Using SimpleStrategy is fine for evaluating Cassandra. For production use or for use with mixed workloads, use NetworkTopologyStrategy.

Example of setting the NetworkToplogyStrategy class 

For production use or for use with mixed workloads, create the keyspace using NetworkTopologyStrategy. NetworkTopologyStrategy works as well for evaluation as SimpleStrategy and is recommended for most other purposes. NetworkTopologyStrategy must be used with mixed workloads. NetworkTopologyStrategy simplifies the transition to multiple data centers if and when required by future expansion.
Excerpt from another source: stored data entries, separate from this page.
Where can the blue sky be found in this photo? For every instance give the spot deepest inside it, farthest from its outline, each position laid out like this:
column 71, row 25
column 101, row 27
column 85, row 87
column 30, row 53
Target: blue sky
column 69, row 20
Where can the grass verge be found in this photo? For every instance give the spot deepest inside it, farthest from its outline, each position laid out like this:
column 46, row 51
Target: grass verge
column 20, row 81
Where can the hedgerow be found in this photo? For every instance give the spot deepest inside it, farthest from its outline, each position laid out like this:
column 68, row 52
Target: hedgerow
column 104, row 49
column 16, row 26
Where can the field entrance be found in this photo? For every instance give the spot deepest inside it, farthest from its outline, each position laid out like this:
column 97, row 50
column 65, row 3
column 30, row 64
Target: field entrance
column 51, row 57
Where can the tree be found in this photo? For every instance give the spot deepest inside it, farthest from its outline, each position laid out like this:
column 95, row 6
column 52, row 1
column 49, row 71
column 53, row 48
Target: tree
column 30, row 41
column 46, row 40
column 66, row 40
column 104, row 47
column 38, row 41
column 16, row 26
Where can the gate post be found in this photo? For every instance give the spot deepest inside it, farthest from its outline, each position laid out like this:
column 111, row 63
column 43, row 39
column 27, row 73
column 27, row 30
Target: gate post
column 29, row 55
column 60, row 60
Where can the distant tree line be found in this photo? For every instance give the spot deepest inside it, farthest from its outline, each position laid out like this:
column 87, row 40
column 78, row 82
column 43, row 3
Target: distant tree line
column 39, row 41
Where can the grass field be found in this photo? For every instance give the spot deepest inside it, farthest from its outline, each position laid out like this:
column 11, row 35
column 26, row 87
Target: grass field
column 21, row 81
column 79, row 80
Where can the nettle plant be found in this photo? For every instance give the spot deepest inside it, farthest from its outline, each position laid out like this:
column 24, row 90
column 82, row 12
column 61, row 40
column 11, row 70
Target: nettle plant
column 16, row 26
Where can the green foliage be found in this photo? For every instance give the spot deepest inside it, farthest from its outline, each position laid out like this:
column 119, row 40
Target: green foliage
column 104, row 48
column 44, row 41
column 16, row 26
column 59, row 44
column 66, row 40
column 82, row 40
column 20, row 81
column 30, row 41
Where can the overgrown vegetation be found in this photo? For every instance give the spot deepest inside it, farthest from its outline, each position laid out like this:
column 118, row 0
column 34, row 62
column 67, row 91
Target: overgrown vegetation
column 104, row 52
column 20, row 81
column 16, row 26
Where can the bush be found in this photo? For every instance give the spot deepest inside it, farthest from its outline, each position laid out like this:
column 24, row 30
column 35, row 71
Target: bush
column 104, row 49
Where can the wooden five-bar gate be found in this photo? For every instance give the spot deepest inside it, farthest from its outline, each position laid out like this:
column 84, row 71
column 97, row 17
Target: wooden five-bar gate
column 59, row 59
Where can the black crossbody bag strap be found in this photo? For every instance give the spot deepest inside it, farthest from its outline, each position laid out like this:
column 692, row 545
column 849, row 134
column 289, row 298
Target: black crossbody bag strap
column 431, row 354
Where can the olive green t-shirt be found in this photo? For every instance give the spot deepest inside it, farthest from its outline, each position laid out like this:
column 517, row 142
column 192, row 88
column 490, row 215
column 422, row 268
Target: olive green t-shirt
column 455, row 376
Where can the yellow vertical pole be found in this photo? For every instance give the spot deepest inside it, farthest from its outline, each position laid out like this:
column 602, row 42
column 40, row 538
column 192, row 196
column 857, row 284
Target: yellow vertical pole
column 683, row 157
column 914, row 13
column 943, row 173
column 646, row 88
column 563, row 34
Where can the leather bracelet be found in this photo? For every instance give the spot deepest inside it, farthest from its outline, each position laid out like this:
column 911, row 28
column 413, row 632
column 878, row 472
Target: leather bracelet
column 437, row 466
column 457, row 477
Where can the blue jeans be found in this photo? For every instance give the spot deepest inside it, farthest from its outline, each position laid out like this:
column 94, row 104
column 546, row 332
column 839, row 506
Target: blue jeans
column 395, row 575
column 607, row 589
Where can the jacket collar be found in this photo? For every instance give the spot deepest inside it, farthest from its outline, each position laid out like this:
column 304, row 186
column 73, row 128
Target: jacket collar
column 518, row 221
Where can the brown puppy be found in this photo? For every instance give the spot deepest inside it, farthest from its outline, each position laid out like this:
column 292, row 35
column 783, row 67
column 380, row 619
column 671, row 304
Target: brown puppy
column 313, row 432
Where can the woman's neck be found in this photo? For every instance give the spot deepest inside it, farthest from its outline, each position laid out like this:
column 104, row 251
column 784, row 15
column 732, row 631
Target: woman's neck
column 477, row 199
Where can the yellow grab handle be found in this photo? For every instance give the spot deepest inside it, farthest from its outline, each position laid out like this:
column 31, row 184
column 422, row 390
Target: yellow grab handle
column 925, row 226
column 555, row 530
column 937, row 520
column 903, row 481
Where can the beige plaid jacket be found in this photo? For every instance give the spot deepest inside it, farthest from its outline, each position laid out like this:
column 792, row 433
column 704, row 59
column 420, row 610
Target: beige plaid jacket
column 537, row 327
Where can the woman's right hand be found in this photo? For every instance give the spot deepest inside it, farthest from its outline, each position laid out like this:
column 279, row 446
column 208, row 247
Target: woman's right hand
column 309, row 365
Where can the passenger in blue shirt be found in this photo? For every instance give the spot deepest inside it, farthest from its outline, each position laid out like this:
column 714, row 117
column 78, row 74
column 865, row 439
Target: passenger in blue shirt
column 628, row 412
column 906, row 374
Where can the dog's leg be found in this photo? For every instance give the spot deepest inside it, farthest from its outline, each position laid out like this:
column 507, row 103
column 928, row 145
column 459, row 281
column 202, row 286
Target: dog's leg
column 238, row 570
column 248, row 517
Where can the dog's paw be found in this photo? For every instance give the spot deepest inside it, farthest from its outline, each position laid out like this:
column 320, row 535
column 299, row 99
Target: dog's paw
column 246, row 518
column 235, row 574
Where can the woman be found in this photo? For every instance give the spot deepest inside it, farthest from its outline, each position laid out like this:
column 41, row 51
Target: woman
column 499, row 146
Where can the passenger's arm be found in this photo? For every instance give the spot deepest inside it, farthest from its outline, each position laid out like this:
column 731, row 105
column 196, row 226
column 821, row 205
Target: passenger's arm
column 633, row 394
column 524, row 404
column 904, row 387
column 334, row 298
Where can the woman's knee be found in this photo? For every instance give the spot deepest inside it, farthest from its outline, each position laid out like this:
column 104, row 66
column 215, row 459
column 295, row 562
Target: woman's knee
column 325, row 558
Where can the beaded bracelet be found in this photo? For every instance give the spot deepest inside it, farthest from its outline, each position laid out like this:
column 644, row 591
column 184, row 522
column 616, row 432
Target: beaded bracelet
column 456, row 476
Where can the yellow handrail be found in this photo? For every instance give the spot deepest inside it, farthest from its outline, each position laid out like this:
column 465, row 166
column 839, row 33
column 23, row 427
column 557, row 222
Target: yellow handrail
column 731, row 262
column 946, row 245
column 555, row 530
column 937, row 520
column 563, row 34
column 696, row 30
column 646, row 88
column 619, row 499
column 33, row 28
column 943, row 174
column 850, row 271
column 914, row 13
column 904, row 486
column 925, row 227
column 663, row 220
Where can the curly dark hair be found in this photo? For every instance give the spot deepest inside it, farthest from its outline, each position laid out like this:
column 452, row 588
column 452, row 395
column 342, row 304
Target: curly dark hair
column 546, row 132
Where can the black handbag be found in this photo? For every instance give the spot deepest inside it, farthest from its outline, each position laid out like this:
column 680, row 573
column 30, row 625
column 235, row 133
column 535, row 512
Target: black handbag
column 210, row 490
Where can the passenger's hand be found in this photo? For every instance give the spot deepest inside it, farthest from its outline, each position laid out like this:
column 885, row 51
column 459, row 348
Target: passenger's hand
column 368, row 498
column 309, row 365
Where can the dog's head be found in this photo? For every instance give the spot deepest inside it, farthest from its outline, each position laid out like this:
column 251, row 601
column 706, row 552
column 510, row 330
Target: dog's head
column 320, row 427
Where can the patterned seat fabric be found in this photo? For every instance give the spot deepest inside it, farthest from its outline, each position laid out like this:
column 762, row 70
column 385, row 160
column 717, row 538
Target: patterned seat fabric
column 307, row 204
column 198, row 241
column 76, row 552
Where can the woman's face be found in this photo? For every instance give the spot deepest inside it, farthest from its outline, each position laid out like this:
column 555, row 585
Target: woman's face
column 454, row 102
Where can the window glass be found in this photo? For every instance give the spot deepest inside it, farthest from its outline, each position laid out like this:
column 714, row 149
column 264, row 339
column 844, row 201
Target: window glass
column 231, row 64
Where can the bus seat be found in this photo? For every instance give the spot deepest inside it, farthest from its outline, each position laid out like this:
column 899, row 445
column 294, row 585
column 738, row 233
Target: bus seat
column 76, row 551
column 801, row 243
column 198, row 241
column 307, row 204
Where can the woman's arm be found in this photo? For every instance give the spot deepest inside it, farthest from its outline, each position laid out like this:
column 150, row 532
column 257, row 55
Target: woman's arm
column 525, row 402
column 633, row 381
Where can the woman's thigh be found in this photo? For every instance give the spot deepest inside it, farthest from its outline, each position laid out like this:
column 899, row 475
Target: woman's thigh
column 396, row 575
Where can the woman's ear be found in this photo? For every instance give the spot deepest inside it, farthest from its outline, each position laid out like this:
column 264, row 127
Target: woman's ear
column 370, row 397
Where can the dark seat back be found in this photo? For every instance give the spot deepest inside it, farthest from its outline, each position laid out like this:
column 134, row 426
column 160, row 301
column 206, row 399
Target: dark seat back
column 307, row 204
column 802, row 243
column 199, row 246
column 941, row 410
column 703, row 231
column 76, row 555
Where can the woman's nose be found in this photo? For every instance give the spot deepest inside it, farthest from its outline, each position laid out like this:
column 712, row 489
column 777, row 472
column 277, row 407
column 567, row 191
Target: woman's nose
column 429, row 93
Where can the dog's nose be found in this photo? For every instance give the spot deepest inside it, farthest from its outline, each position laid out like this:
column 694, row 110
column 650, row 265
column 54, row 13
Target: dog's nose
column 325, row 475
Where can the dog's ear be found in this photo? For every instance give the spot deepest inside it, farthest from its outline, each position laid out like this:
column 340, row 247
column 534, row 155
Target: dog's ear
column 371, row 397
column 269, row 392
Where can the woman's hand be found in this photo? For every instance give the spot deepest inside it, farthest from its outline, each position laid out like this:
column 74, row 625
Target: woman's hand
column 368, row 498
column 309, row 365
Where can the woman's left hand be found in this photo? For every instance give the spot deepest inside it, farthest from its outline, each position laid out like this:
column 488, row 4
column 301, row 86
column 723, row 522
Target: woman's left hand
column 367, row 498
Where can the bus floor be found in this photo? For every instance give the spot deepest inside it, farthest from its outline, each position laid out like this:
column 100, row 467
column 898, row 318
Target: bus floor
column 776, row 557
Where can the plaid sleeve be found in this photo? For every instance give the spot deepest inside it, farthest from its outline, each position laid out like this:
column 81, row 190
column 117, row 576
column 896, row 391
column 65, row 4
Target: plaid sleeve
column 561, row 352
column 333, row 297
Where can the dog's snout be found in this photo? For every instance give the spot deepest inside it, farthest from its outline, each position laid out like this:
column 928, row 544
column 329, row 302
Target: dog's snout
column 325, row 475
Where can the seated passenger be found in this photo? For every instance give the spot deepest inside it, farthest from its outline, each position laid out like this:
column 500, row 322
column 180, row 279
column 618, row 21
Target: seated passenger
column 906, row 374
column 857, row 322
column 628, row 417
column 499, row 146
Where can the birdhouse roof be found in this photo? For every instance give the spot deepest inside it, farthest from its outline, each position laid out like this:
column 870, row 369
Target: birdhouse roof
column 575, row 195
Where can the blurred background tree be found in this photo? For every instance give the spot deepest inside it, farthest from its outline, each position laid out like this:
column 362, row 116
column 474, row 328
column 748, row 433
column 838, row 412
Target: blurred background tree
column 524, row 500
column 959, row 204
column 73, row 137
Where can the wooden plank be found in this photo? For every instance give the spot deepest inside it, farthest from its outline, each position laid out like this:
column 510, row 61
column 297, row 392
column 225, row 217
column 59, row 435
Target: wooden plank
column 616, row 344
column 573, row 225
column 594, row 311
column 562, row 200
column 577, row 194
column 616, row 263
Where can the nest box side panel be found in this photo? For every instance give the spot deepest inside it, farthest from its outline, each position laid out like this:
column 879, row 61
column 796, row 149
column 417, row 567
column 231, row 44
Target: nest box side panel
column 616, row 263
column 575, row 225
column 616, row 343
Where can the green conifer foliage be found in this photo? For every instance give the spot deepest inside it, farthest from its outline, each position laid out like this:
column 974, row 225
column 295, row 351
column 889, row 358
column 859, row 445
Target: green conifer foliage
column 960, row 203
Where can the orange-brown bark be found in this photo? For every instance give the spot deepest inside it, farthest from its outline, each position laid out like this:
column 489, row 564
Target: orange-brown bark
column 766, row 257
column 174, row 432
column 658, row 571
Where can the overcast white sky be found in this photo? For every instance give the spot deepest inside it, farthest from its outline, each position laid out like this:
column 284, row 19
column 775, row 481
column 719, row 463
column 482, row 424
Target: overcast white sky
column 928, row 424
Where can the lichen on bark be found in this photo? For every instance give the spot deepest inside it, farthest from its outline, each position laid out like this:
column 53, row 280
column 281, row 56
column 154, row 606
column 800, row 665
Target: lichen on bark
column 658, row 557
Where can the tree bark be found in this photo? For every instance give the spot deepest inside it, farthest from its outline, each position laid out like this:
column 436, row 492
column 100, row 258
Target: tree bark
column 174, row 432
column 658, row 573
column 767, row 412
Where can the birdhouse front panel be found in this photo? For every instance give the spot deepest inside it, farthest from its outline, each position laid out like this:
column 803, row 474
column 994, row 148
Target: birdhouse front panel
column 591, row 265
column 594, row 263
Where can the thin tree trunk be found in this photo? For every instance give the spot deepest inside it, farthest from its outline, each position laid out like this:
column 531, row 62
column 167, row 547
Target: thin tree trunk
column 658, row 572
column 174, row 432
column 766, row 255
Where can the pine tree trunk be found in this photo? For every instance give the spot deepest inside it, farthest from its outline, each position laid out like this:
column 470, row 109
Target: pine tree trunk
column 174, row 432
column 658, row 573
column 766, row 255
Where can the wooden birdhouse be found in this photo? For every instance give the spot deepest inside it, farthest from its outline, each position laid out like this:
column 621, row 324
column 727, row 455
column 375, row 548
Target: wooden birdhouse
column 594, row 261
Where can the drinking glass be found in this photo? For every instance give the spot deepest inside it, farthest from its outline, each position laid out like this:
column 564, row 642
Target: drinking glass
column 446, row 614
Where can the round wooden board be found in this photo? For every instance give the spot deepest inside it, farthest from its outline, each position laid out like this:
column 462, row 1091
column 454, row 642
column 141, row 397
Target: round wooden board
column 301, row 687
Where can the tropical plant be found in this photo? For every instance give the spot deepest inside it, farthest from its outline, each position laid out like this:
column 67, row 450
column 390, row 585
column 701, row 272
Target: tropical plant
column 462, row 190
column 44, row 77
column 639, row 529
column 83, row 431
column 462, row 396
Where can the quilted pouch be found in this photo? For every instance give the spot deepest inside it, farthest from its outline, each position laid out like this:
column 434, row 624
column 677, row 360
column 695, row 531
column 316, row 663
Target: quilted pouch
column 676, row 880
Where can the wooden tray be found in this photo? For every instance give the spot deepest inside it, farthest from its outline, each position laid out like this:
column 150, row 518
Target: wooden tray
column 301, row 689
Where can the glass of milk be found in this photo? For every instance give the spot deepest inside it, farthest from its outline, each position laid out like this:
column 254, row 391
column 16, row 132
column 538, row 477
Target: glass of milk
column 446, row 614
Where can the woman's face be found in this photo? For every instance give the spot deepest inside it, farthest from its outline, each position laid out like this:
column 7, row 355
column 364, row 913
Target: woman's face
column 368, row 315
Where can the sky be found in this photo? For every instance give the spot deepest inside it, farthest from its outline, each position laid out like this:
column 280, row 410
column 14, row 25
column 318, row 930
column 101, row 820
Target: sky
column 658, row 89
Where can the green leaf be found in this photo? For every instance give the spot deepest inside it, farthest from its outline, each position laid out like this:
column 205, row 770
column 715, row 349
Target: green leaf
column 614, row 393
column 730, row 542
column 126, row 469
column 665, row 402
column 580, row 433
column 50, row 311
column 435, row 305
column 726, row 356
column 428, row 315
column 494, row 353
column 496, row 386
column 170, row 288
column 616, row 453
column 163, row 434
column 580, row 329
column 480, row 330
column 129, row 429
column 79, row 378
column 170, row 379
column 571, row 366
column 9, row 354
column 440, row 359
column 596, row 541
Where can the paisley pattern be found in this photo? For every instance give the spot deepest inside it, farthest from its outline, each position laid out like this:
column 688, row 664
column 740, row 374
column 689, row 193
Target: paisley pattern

Before creating a keyspace for use with multiple data centers, configure the cluster that will use the keyspace. Configure the cluster to use a network-aware snitch, such as the PropertyFileSnitch. Create a keyspace using NetworkToplogyStrategy for the class value in the map. Set one or more key-value pairs consisting of the data center name and number of replicas per data center, separated by a colon and enclosed in curly brackets. For example:

CREATE KEYSPACE "Excalibur"
  WITH REPLICATION = {'class' : 'NetworkTopologyStrategy', 'dc1' : 3, 'dc2' : 2};

This example sets three replicas for a data center named dc1 and two replicas for a data center named dc2. The data center name you use depends on the cluster-configured snitch you are using. There is a correlation between the data center name defined in the map and the data center name as recognized by the snitch you are using. The nodetool status command prints out data center names and rack locations of your nodes if you are not sure what they are.

Setting DURABLE_WRITES 

You can set the DURABLE_WRITES option after the map specification of the CREATE KEYSPACE command. When set to false, data written to the keyspace bypasses the commit log. Be careful using this option because you risk losing data. Do not set this attribute on a keyspace using the SimpleStrategy.

CREATE KEYSPACE Risky
  WITH REPLICATION = { 'class' : 'NetworkTopologyStrategy',
  'dc1' : 3 } AND DURABLE_WRITES = false;

Checking created keyspaces 

Check that the keyspaces were created:

SELECT * FROM system.schema_keyspaces;
keyspace_name  | durable_writes | strategy_class                                       | strategy_options
---------------+----------------+------------------------------------------------------+----------------------------
     excelsior |           True |          org.apache.cassandra.locator.SimpleStrategy | {"replication_factor":"3"}
     Excalibur |           True | org.apache.cassandra.locator.NetworkTopologyStrategy |      {"dc2":"2","dc1":"3"}
         risky |          False | org.apache.cassandra.locator.NetworkTopologyStrategy |                {"dc1":"1"}
        system |           True |           org.apache.cassandra.locator.LocalStrategy |                         {}
 system_traces |           True |          org.apache.cassandra.locator.SimpleStrategy | {"replication_factor":"1"}

Cassandra converted the excelsior keyspace to lowercase because quotation marks were not used to create the keyspace and retained the initial capital letter for the Excalibur because quotation marks were used.